Returning to Attack Models from Day 1
Chosen Plaintext Attack (CPA): An attacker chooses plaintext
messages and gets encryption assistance to obtain the
corresponding ciphertext messages. The task for the adversary is
to weaken the cryptosystem using the plaintext-ciphertext pairs.
Chosen Ciphertext Attack (CCA): An attacker chooses
ciphertext messages and gets decryption assistance to obtain the
corresponding plaintext messages. Objective is to weaken the
cryptosystem. The attacker is successful if he can retrieve some
secret plaintext information from a target ciphertext which is
given to the attacker after the decryption assistance is stopped.
Adaptive Chosen Ciphertext Attack (CCA2): A CCA where the
decryption assistance will be available forever, except for the
target ciphertext.
Attack models further discussed
Note 1: Encryption assistance of a public key system is always
available since the public key is always available… In
otherwords, CPA can always be mounted against a public key
system.
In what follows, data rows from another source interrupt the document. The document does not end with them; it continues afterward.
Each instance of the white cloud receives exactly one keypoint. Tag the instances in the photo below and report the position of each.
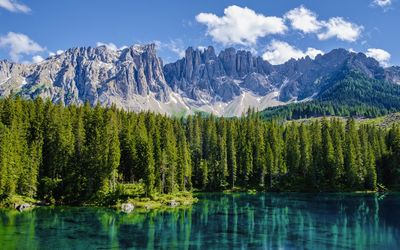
(175, 46)
(19, 44)
(37, 59)
(304, 20)
(14, 6)
(240, 25)
(382, 56)
(382, 3)
(58, 52)
(341, 29)
(278, 52)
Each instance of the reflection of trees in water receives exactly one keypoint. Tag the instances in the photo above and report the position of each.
(231, 221)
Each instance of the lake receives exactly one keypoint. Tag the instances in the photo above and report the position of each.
(217, 221)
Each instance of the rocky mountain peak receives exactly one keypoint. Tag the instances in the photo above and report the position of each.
(225, 83)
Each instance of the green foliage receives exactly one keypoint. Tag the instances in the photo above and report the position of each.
(350, 95)
(81, 154)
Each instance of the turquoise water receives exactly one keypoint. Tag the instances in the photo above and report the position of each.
(218, 221)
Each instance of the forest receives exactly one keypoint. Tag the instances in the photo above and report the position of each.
(350, 94)
(77, 154)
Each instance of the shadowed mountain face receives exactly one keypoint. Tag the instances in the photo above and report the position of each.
(225, 84)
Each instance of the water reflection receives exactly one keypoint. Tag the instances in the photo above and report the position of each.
(241, 221)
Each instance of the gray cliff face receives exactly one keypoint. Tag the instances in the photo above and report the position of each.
(226, 84)
(98, 75)
(202, 75)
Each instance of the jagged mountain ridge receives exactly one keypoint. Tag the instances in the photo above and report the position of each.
(225, 84)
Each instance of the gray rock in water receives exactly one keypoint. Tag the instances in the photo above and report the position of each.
(22, 207)
(173, 203)
(127, 207)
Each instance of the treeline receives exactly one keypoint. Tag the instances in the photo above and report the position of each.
(350, 94)
(78, 153)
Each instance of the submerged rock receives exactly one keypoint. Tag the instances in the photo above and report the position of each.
(22, 207)
(173, 203)
(127, 207)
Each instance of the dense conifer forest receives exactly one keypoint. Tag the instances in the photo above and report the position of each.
(78, 154)
(348, 94)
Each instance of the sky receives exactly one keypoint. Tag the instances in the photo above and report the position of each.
(31, 31)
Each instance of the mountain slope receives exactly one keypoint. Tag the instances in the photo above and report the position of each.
(349, 94)
(226, 84)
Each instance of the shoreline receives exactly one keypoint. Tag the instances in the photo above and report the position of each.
(160, 202)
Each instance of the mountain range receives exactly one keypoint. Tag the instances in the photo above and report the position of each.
(226, 84)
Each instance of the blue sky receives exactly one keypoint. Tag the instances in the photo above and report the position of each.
(276, 30)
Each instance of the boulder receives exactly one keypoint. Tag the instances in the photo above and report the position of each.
(127, 207)
(22, 207)
(173, 203)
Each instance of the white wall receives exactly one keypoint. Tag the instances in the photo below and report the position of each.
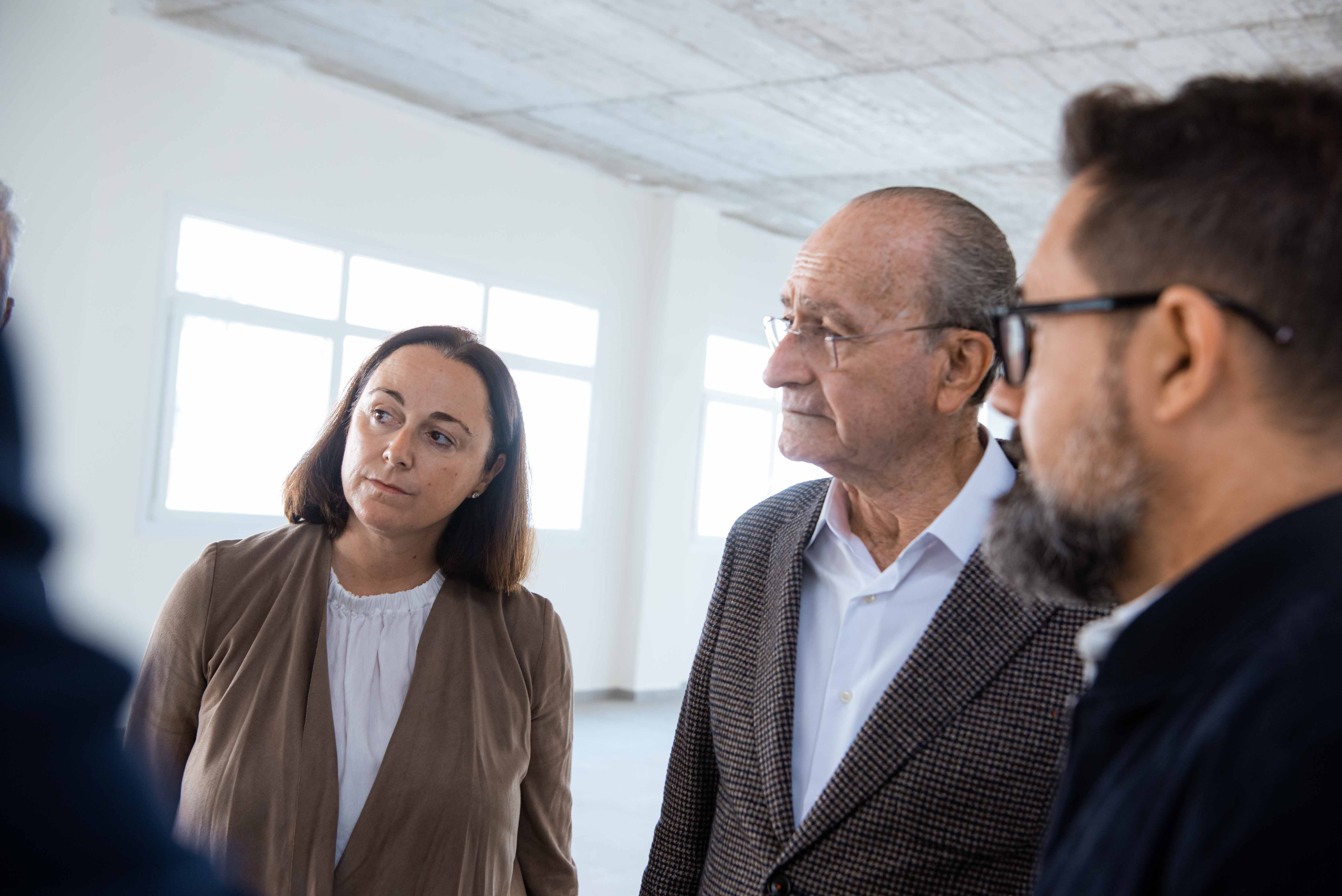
(108, 121)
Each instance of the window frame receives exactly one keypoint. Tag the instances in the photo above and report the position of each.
(774, 406)
(175, 306)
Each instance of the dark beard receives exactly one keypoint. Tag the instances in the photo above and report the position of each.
(1057, 553)
(1074, 549)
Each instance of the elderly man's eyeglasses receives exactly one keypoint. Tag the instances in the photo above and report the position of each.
(820, 345)
(1014, 332)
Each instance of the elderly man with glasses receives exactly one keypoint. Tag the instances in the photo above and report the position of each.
(872, 710)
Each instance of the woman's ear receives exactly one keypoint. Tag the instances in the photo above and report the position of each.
(490, 474)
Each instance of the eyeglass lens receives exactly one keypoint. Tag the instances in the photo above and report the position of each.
(810, 340)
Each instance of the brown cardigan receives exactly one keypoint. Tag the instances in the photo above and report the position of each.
(233, 714)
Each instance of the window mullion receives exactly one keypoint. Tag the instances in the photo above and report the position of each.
(339, 348)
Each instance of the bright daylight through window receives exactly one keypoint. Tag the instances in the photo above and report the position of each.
(740, 463)
(266, 333)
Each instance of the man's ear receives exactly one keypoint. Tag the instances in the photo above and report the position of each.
(490, 474)
(1184, 348)
(969, 357)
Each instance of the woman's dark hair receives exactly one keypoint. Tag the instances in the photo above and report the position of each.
(1232, 184)
(488, 541)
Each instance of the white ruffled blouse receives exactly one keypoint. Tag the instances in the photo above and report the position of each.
(371, 644)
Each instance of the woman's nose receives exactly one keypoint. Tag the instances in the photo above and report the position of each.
(399, 450)
(1006, 399)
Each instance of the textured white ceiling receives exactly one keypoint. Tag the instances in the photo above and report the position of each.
(782, 110)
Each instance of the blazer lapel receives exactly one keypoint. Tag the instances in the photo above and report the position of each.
(776, 666)
(979, 628)
(317, 805)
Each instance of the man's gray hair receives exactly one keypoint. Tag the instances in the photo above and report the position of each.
(972, 270)
(9, 231)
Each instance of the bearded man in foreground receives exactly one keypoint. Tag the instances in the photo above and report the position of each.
(1176, 371)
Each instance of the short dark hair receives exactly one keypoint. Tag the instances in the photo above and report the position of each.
(1235, 186)
(972, 270)
(488, 541)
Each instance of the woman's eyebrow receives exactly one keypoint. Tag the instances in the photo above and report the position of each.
(447, 418)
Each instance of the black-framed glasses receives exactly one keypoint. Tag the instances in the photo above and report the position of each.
(1014, 333)
(819, 344)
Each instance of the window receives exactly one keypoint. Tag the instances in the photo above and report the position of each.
(740, 463)
(268, 330)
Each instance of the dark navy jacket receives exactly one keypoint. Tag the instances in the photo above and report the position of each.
(1207, 758)
(74, 816)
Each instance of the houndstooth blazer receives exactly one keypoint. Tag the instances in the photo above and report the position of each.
(947, 788)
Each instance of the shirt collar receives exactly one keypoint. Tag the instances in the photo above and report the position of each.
(961, 524)
(1096, 639)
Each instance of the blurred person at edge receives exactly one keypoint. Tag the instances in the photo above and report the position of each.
(74, 816)
(282, 664)
(872, 710)
(1184, 449)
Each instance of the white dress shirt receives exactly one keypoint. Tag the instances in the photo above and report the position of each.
(371, 646)
(859, 624)
(1096, 639)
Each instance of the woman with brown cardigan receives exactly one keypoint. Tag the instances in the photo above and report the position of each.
(367, 701)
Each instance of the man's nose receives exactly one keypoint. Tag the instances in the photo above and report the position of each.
(1006, 399)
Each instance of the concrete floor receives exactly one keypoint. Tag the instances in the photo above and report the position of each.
(621, 753)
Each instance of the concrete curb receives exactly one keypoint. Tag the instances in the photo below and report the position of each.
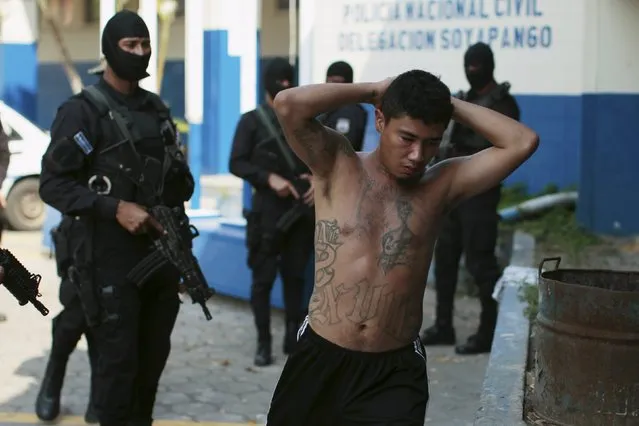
(502, 397)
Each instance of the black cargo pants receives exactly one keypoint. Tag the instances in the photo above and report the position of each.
(67, 329)
(471, 229)
(134, 343)
(291, 260)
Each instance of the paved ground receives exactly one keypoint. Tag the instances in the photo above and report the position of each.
(209, 377)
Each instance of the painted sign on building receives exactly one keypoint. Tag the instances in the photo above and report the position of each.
(536, 42)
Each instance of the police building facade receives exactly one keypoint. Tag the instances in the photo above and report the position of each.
(572, 65)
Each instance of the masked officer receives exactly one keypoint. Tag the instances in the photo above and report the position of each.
(4, 166)
(282, 184)
(471, 228)
(349, 120)
(113, 154)
(66, 329)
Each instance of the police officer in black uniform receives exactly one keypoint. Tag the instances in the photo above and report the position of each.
(257, 156)
(471, 228)
(113, 154)
(66, 329)
(349, 120)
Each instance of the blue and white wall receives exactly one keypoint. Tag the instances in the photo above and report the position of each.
(537, 47)
(608, 198)
(18, 56)
(573, 66)
(230, 75)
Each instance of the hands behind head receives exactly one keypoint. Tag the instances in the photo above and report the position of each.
(379, 88)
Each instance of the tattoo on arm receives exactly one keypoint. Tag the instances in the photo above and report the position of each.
(319, 145)
(396, 242)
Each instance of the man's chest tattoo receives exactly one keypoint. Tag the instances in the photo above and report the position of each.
(327, 242)
(396, 243)
(398, 314)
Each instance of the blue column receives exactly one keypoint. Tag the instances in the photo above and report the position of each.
(229, 77)
(19, 57)
(194, 83)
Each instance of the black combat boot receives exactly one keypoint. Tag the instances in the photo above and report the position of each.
(438, 334)
(263, 355)
(482, 341)
(48, 401)
(290, 336)
(90, 416)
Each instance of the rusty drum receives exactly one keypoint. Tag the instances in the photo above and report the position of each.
(587, 347)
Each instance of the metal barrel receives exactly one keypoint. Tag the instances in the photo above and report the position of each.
(587, 347)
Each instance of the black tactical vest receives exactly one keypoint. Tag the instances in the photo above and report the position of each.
(464, 140)
(136, 152)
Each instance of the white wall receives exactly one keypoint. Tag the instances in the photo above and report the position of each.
(82, 38)
(547, 60)
(615, 49)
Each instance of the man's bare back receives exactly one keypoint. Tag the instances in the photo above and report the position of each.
(373, 244)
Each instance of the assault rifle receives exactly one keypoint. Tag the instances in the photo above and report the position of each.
(21, 283)
(171, 248)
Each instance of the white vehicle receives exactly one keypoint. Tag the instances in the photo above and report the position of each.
(25, 210)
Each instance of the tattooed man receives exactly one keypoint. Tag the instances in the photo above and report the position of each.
(359, 360)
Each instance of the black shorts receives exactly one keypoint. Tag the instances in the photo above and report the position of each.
(323, 384)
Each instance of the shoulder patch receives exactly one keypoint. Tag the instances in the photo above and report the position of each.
(343, 125)
(82, 142)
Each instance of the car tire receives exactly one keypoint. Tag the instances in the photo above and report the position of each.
(25, 210)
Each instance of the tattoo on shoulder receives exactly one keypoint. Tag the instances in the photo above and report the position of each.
(319, 142)
(396, 242)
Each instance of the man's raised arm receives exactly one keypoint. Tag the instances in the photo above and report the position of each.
(513, 143)
(316, 145)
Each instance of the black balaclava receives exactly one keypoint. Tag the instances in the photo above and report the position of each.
(340, 69)
(127, 66)
(480, 56)
(277, 71)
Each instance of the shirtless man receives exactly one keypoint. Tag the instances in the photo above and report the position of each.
(359, 360)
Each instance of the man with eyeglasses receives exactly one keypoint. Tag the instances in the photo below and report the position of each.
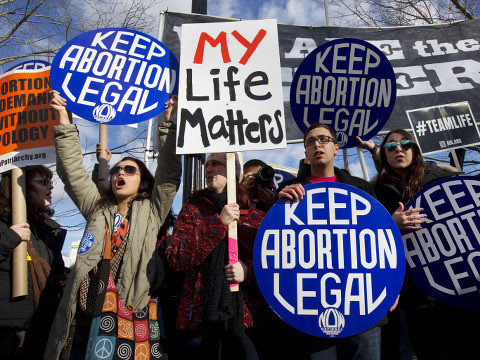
(321, 147)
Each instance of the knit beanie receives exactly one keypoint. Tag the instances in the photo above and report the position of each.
(222, 158)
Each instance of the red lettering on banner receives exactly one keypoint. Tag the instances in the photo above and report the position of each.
(221, 39)
(251, 46)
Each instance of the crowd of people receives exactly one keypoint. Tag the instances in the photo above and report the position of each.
(151, 285)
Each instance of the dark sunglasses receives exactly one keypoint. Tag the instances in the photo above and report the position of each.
(322, 139)
(43, 181)
(404, 144)
(129, 170)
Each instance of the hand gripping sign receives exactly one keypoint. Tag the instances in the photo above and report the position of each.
(115, 76)
(443, 257)
(332, 264)
(347, 84)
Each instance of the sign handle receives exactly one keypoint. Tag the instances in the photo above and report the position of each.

Hence all public key systems *should* resist CPA!!!
Note 2: Attackers may exploit the nice homomorphic properties
of public key systems to make up a ciphertext via some clever
calculations.
– If the attacker is assisted by a decryption service, then
manipulations may enable him to obtain some plaintext
information
– One must be careful whether one is “used” to provide a decryption
oracle
– Where do we see this problem? Answer: challenge response and
nonces!!!
What does it mean to be secure?
For a PK encryption algorithm, some starting points:
– It means that recovering the private key from the public key
should be hard
– With high probability, a message should not be recovered from
seeing its encrypted form
– No useful information can be computed from the encrypted form
of a message
– We do not want the adversary to be able to compute useful facts
from just seeing messages (i.e. that two messages are of identical
content)
Polynomial Time Indistinguishability
Polynomial Indistinguishability: An encryption scheme is
polynomial time indistiguishable if no adversary can find two
messages whose encryptions he can distinguish between
– I.e. if ciphertexts are like messages in an envelope, we can’t tell
two envelopes apart
– Or, it is impossible (in polynomial in k-bits) to find two messages
m0 and m1 such that a polynomial-time algorithm can distinguish
between c0 and c1
Note: Any encryption algorithm in which the encryption
algorithm is deterministic immediately fails
– i.e. given f, m0 and m1, and c coming from either m0 or m1, it is
easy to decide which one it came from (just calculate f(m0) and
f(m1)
Semantic Security
Consider two games, and let h:M {0,1}* where M is a message space. E.g.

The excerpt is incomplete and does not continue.